= Marcus Harvey =

English artist and painter (born 1963)

Marcus Harvey (born 1963 in Leeds) is an English artist and painter, one of the Young British Artists (YBAs).

==Exhibitions==
Harvey has shown work internationally in many exhibitions including "The Führer's Cakes" at Galleria Marabini in Bologna, "Snaps" and "White Riot" at White Cube in London, "Sex and the British" at Galerie Thaddaeus Ropac in Salzburg, "Crucible" a sculpture exhibition held inside Gloucester Cathedral, and "London Calling: Young British Artists Criss-Crossed" at Galleri Kaare Berntsen in Oslo. He was included in the original "Young British Artists" exhibition series at Saatchi Gallery in 1995 and was in other important YBA shows like "In the darkest hour there may be light" at Serpentine Galleries.

==Collections==
Marcus has work in public collections including The Museum of Modern Art, New York; the Stedelijk Museum, Amsterdam; The British Council Collection, London; Foundation of Contemporary British Art, TX; and prominent lending private collections including the "Murder Me" collection of artist Damien Hirst, UK; the Saatchi Collection, UK; and the Logan Collection, San Francisco.

==Life and art==
Marcus Harvey grew up in Moortown, a suburb of Leeds. He attended Allerton Grange High School, graduated from Goldsmiths College in 1986, and is also an alumnus of the Leeds College of Art. At that time he became a close friend of Damien Hirst. Harvey did not take part in the Freeze show as he had graduated from Goldsmiths earlier, but Hirst included him when he curated Some Went Mad, Some Ran Away (1994). Harvey's work attracted the attention of Charles Saatchi. He currently lives and works in London.

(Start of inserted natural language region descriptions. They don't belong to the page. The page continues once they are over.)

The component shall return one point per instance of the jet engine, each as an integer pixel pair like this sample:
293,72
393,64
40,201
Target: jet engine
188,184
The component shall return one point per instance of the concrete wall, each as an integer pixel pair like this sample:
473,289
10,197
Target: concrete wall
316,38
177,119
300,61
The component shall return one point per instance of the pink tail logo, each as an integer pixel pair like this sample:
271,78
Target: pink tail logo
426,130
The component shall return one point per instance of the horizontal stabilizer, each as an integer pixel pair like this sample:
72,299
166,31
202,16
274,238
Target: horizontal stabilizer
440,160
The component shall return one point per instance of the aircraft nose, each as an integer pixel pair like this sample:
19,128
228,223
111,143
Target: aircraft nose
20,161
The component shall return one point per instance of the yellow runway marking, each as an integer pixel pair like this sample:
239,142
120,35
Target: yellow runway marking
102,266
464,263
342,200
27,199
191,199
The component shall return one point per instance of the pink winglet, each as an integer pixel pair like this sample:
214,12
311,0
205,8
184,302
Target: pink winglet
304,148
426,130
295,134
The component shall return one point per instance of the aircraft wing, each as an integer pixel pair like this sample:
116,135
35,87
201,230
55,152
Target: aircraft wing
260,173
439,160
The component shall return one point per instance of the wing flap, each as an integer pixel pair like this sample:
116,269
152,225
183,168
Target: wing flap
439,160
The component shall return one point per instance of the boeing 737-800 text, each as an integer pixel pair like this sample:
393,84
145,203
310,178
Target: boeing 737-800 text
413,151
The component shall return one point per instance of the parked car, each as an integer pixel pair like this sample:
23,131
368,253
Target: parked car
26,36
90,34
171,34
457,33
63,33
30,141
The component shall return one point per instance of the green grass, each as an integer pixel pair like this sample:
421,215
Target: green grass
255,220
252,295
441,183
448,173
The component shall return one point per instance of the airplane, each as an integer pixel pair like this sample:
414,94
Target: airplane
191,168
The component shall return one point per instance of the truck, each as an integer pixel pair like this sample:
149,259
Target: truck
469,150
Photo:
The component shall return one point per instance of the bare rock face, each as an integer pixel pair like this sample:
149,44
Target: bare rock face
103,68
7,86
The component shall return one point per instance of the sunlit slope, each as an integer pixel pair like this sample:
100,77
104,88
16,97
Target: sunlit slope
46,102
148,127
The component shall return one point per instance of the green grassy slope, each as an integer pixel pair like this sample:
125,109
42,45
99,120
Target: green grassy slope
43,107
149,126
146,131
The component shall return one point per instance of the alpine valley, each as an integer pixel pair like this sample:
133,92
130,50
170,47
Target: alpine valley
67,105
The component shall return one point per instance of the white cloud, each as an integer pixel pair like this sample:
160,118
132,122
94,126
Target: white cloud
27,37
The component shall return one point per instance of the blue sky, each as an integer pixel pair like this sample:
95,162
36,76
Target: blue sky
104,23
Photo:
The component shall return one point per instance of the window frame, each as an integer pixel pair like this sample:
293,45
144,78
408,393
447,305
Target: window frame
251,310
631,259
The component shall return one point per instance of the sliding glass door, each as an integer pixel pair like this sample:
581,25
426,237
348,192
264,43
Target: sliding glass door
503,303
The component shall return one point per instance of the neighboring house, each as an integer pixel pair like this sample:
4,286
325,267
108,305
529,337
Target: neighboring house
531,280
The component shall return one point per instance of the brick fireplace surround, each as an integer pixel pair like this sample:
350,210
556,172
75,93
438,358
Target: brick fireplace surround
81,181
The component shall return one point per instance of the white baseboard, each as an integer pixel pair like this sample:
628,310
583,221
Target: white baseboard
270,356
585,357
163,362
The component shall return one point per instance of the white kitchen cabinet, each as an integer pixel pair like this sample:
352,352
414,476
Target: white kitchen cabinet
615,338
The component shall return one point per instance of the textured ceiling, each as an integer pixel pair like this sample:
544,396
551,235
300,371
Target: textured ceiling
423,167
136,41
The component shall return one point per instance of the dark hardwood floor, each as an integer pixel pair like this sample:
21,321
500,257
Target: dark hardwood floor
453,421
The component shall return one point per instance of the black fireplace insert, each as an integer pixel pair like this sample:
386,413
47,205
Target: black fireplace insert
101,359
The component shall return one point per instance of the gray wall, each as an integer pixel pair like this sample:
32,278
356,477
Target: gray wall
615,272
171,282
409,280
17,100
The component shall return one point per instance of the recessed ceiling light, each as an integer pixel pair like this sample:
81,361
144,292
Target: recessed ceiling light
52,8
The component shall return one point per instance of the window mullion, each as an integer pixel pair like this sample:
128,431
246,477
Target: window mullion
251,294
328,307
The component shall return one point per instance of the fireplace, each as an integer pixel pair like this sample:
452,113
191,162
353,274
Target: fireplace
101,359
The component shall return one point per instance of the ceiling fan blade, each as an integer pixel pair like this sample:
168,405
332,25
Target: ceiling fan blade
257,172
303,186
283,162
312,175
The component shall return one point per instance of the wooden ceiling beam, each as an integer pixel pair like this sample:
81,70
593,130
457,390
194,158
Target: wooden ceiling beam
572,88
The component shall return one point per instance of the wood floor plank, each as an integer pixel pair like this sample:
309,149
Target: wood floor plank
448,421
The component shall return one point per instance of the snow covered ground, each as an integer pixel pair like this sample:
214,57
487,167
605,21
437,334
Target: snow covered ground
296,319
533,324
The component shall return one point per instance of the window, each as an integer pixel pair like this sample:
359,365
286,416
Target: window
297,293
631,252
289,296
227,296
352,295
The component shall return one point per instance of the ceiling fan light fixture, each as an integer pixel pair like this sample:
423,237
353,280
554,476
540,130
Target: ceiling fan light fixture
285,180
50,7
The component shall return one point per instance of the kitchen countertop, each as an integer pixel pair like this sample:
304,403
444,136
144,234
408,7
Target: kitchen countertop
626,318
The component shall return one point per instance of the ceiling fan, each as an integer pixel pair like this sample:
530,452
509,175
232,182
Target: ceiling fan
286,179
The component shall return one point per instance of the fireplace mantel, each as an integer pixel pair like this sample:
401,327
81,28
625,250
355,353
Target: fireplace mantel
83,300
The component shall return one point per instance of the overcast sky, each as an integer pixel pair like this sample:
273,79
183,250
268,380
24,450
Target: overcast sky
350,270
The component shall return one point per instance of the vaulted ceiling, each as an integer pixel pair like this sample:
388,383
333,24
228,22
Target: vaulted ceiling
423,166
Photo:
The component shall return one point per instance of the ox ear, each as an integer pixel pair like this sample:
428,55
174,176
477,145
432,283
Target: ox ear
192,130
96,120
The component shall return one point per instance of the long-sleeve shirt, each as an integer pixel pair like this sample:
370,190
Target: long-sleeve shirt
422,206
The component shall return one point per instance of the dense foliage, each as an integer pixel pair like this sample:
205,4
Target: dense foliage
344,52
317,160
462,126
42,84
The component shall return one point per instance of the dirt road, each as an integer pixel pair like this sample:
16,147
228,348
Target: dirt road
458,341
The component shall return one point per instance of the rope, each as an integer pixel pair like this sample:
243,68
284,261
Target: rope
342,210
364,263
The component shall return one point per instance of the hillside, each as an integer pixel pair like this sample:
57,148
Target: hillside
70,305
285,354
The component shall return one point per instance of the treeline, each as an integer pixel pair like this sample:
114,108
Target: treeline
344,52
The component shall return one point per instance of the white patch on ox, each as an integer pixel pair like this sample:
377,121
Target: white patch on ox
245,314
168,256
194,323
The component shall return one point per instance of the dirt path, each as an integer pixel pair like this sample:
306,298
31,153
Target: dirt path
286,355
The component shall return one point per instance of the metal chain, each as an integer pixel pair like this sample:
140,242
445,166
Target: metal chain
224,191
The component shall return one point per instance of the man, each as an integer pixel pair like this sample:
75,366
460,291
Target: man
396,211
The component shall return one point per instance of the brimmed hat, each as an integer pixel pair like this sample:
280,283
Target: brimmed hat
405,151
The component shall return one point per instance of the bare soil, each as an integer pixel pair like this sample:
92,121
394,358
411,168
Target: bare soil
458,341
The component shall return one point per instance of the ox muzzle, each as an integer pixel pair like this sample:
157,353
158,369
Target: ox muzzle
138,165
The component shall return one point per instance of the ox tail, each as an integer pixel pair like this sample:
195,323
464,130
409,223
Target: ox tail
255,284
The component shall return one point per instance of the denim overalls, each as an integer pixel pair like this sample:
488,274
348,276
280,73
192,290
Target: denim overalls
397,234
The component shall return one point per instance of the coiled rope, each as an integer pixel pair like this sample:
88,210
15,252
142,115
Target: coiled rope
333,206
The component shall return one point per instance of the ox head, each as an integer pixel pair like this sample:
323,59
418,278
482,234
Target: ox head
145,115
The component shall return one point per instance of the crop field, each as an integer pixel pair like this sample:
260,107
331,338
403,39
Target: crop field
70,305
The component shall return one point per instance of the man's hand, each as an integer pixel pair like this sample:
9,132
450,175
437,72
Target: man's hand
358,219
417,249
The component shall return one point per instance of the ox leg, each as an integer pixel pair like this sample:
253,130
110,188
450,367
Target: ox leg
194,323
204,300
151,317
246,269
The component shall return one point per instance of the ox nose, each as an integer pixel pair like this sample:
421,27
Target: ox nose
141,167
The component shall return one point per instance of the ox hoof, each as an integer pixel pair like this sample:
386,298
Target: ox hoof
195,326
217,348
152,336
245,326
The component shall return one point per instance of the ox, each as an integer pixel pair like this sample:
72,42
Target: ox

Beyond the studio, Marcus Harvey joined with fellow painter Peter Ashton Jones to form Turps Banana Magazine in 2005. Turps focuses on new writing about both art historical and contemporary painting, written entirely by contemporary practicing painters. The magazine is published twice a year with full colour reproductions and a commitment to no advertising. The cover design is in yellow, with the word "TURPS" and the iconic banana of Andy Warhol. In 2012, Turps Art School was founded to allow emerging and mid career painters to take a year painting intensive with other practicing painters, it has been heralded as an alternative model for arts education by Jonathan Jones for The Guardian in 2014 as "The renegade art school proving that painting is not dead."

Myra by Marcus Harvey (1995)

Harvey is known for his tabloid-provoking 9 by 11 ft portrayal of Moors murderer Myra Hindley, created from handprints taken from a plaster cast of a child's hand, and shown in the Sensation exhibition at the Royal Academy of Art in 1997. The painting had to be temporarily removed from display for repair after it was attacked in two separate incidents on the opening day, in which ink and eggs were thrown at it. The Times newspaper's art critic, Richard Cork, wrote that:

Far from cynically exploiting her notoriety, Harvey's grave and monumental canvas succeeds in conveying the enormity of the crime she committed. Seen from afar, through several doorways, Hindley's face looms at us like an apparition. By the time we get close enough to realise that it is spattered with children's handprints, the sense of menace becomes overwhelming.

Harvey's current work combines painting, photography, and sculpture while exploring British iconography in pop culture, the landscape, and cultural history. These recent works include thick gestural figurative paintings made on top of and obscuring photographic prints of landscapes and figures. His new ceramics and bronzes are an amalgam of art historical and historical references making "collaged portraits" from Nelson to Margaret Thatcher and from Napoleon to Tony Blair. The work has been received as a more mature kind of politics in work that continues to explore the possibilities of gesture in medium specificity with his "urgent physicality."